When I look at you, in the lake of my mind there is a wave. That wave subsides, but it remains in fine form, as an impression. We understand a physical impression’s remaining in the body. But what proof is there for assuming that the mental impression can remain in the body, since the body goes to pieces? What carries it? Even granting that it is possible for each mental impression to remain in the body-that every impression, beginning from the first man down to my father, was in my father’s body-how could it be transmitted to me? Through the bioplasmic cell? How could that happen? The father’s body does not come to the child in toto. The same parents may have a number of children. Then, from this theory of hereditary transmission, where the impression and the impressed are one, because both are material, it rigorously follows that, by the birth of every child, the parents must lose a part of their own impressions, or, if the parents should transmit the whole of their impressions, then, after the birth of the first child, their minds would be a vacuum.
Again, if in the bioplasmic cell the infinite amount of impressions from all time have entered, where and how can they exist there? This is a most impossible position, and until these physiologists can prove how and where those impressions live in that cell, and what they mean by a mental impression’s sleeping in the physical cell, their position cannot be taken for granted.

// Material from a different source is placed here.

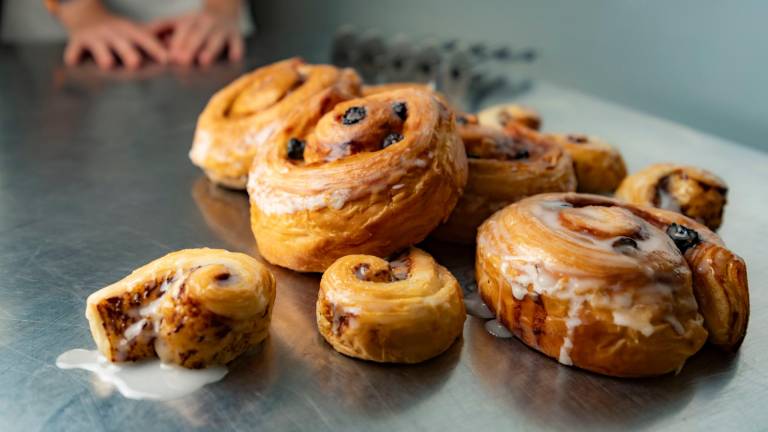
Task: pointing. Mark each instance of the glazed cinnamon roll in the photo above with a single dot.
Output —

So far it is clear, then, that these impressions are in the mind, that the mind comes to take birth after birth and uses the material most proper for it, and that the mind which has made itself fit for only a particular kind of body will have to wait until it gets that material. This we understand. The theory then comes to this: There is hereditary transmission so far as furnishing the material to the soul is concerned. But the soul migrates and manufactures body after body; and each thought we think and each deed we do is stored in it in due forms, ready to spring up again and take a new shape. When I look at you a wave rises in my mind. It goes down, as it were, and becomes finer and liner, but it does not die. It is ready to start up again as a wave in the shape of memory. So all these impressions are in my mind, and when I die the resultant force of them will be upon me. A ball is here, and each one of us takes a mallet in his hands and strikes the ball from all sides; the ball goes from point to point in the room, and when it reaches the door it flies out. What carries it out? The resultant of all these blows. That will give it its direction. So what directs the soul when the body dies? The resultant, the sum total, of all the works it has done, of all the thoughts it has thought. If the resultant is such that it has to manufacture a new body for further experience, it will go to those parents who are ready to supply it with suitable material for that body.
Thus from body to body it will go, sometimes to a heaven, and back again to earth, becoming a man or some lower animal. In this way it will go on until it has finished its experience and completed the circle. It then knows its own nature, knows what it is, and its ignorance vanishes. Its powers become manifest; it becomes perfect. No more is there any necessity for the soul to work through physical bodies, nor is there any necessity for it to work through fine or mental bodies. It shines in its own light and is free-no more to be born, no more to die.